I have been thinking a lot lately about how words shape reality.
It is true of course in my writing. As I immerse myself in the third draft of my novel I am increasingly aware of being engaged in a complex choreography of choosing just the right words to draw the reader along with the story I want them to believe.
I can also see it in Arthur’s emerging language – the distinctions and categorisations he is now able to make with his expanding vocabulary. It’s hard to be sure, but it feels like his world is expanding as his words do. There are not just birds any more, but seagulls and pigeons, peacocks and penguins. He is starting to recognise and label emotions too. To articulate happiness, fear and love. And – through those emotions perhaps – he is beginning to make judgements.
As adults, our judgements are inherent in so much of the language we use everyday, from ‘pretty’ girls to ‘naughty’ boys, from well meaning labels that can inadvertently limit someone’s concept of what they might be capable of to jokey insults laden with prejudice that can exclude whole groups of people on a whim.

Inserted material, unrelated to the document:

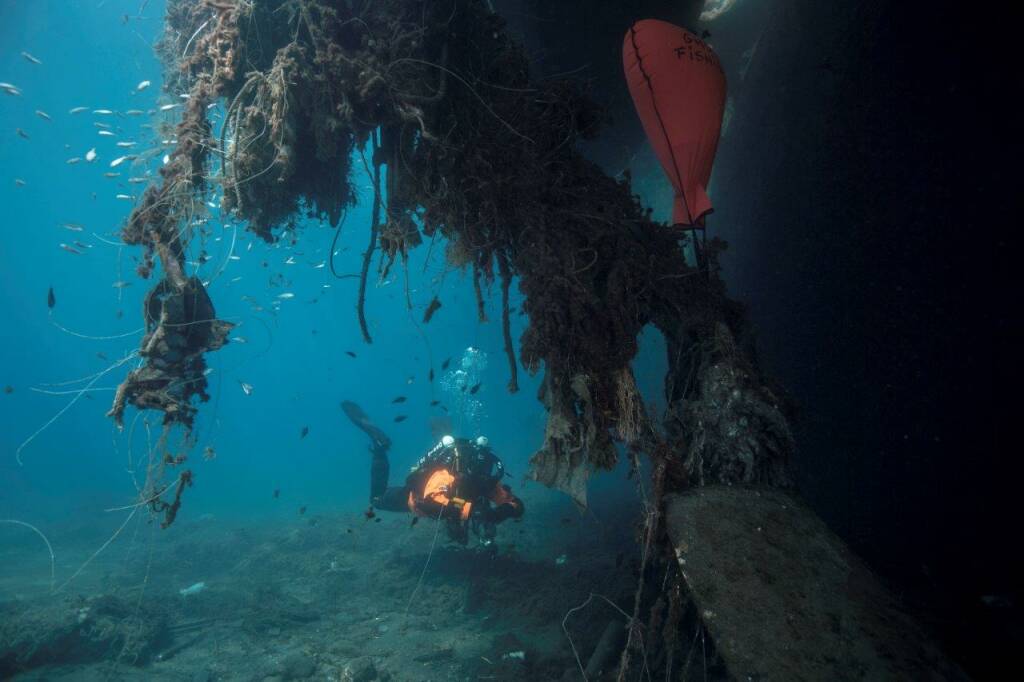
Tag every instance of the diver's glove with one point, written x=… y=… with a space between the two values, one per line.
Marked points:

That really bothers me, that labelling. But that’s a post for another time.
I think what’s unnerving me most at the moment is how words can be used to twist an otherwise secure reality into something else. I have realised that the protagonist in my novel is the victim of narcissistic abuse. Her experience is rooted to an extent in my own, and that of some of my closest friends. If you haven’t (and I hope you haven’t) fallen under the spell of a narcissist, their modus operandus is to make themselves invaluable to a person and then gradually undermine them and chip away at their self-esteem until their victim has no idea what is right or true any more. Almost all of this they do with words.
It is incredible how mere words, used judiciously, can plant seeds of doubt that cause the things you thought you knew to be true to collapse before your eyes. I don’t know if you’ve been watching Broadchurch, but watching Joe Miller’s defence lawyer rewrite history – to the extent that even viewers who had seen what had actually happened began to doubt whether it had – was one of the most terrifying things I’ve ever seen on TV.
An old friend, one of the loveliest people I’ve ever known, is going through something akin to this currently. He is at risk of losing access to his children entirely unless he can convince the courts that his words are worth more than those of his estranged wife, that his truth is more valid than hers.
Most of us, I hope, will not be so calculated in the way we use words to manipulate reality. Not unless the reality we are weaving is accepted to be fictional by all concerned. But I wonder how conscious we are about the need to speak the truth – and if we’re not, to be honest about how what we say is clouded by opinion.
It is easy to forget sometimes, whilst simply recounting an event or expressing a point of view, that every single word we choose – consciously or otherwise – will alter the message we are communicating.
As a writer the limitless possibilities are undeniably exciting. But as a human being – and especially as a parent – I find it just a teensy bit scary. The potential for getting it wrong is sometimes almost enough to make me not want to say anything at all.
But we most definitely need to choose our words carefully, in what we write and what we say. Who knows whose perception of reality might be depending on it?